Hundreds gathered outside City Hall yesterday demanding that Mayor Bill de Blasio provide $1 billion annually to much-needed repairs in NYCHA developments.
Community Voices Heard (CVH), a grassroots organization founded in 1994 to advocate for social, economic, and racial justice, organized the rally which was attended by hundreds of NYCHA residents and supporters from local community organizations and labor unions.
While the Mayor recently allocated $1 billion over the next ten years for roofing repairs at select NYCHA buildings, approximately $9.4 billion is needed for infrastructure repairs throughout all developments. This lack of funding results in exposing thousands of NYCHA residents to unhealthy living conditions, with toxic mold found in buildings and the absence of heat and hot water.
“NYCHA is making me sick,” the crowd chanted as Afua Atta-Mensah, the Executive Director of Community Voices Heard, stated, “25% of children who live in NYCHA have asthma as compared to 10% citywide. Our children cannot wait 10 years, now with federal budget cuts looming, New York City must take bold action to preserve public housing.” She added that a NYCHA infrastructure repair program would also produce jobs, “creating pathways to union jobs and keeping NYCHA strong for the next generation of New Yorkers.”
“This is inexcusable. NYCHA is making us sick. If private landlords kept their buildings the same way NYCHA keeps theirs, they would be sent away in handcuffs. Why should we live this way, why should this be acceptable?” NYCHA resident Claudia Perez asked.

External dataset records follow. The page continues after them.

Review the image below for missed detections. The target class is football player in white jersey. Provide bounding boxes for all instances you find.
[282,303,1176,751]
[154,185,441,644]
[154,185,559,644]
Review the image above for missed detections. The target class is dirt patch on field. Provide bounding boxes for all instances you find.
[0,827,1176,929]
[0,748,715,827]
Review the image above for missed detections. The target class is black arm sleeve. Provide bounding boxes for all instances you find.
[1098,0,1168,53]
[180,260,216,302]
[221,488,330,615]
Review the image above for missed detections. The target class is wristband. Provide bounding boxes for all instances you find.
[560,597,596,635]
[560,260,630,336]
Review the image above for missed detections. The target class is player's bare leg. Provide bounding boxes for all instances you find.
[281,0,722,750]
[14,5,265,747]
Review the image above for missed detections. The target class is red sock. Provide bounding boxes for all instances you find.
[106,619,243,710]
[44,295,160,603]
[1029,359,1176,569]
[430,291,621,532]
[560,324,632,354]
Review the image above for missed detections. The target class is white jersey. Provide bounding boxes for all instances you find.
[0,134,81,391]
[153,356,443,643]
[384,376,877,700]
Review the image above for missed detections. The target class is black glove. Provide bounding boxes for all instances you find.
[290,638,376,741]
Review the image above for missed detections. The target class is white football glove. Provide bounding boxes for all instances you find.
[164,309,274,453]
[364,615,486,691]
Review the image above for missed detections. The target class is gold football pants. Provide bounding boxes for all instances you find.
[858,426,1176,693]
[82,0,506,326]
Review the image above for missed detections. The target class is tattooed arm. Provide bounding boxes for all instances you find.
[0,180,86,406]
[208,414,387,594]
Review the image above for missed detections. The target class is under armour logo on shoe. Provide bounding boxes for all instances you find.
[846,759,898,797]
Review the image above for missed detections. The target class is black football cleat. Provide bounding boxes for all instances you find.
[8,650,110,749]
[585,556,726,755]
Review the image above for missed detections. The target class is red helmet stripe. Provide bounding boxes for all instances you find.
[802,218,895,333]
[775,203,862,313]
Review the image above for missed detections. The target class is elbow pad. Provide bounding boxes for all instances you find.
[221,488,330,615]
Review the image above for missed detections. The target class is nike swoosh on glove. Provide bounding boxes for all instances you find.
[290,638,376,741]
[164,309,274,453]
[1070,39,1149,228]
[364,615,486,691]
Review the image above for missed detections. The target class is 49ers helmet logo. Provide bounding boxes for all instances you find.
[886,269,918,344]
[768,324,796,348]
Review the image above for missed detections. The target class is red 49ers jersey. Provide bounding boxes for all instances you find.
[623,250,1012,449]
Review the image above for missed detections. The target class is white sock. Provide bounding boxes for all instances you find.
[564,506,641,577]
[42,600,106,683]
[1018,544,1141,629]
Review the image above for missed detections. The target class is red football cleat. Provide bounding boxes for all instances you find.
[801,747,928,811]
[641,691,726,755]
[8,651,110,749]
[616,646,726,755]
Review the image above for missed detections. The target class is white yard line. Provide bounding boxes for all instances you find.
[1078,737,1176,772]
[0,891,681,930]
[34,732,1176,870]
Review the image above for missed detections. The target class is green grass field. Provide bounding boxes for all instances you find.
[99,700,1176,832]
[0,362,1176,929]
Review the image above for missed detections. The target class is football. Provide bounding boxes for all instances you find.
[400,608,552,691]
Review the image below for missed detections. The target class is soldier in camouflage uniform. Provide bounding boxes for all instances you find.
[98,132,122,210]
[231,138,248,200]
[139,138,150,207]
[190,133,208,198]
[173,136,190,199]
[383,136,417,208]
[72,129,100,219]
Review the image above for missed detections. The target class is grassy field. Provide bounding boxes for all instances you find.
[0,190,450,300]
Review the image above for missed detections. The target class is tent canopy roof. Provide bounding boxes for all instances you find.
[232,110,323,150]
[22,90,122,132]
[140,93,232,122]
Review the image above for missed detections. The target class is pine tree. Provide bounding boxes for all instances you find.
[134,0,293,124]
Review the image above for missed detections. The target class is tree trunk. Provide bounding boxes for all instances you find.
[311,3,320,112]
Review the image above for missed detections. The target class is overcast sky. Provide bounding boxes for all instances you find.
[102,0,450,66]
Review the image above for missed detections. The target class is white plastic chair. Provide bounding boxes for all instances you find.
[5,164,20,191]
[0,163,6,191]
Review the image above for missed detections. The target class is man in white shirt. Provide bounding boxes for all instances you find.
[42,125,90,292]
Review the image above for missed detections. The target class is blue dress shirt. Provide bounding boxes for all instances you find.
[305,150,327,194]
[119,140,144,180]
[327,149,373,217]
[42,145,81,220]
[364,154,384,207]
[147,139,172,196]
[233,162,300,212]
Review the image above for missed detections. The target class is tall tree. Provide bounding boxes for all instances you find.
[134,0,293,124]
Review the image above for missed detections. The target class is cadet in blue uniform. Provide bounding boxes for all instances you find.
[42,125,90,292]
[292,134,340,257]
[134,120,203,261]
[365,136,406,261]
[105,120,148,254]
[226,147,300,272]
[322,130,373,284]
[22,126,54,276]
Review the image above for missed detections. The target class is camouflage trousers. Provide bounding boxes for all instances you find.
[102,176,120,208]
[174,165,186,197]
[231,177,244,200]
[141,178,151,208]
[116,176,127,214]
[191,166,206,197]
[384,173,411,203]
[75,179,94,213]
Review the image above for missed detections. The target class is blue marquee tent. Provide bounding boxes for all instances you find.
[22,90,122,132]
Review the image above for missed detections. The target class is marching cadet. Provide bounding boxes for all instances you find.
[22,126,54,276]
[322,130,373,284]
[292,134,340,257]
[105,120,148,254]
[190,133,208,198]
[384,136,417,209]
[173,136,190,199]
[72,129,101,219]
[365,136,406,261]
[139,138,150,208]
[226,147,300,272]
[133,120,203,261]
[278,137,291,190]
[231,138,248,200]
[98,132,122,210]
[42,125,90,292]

“NYCHA plays a significant role in meeting our affordable housing needs, and all buildings should be fully functioning. With the health and safety of thousands of NYCHA residents at stake, we have a moral responsibility to make these improvements. A $1 billion infusion to help bring housing conditions to adequate standards is not just an investment in our brick-and-mortar structures and a creator of quality union jobs, but also an investment in the health of the next generation of New Yorkers—something we cannot put a price tag on,” Council Member Debi Rose said.
Rally organizers will continue to hold meetings to build leadership in public housing and are coordinating a “Call the Mayor” campaign.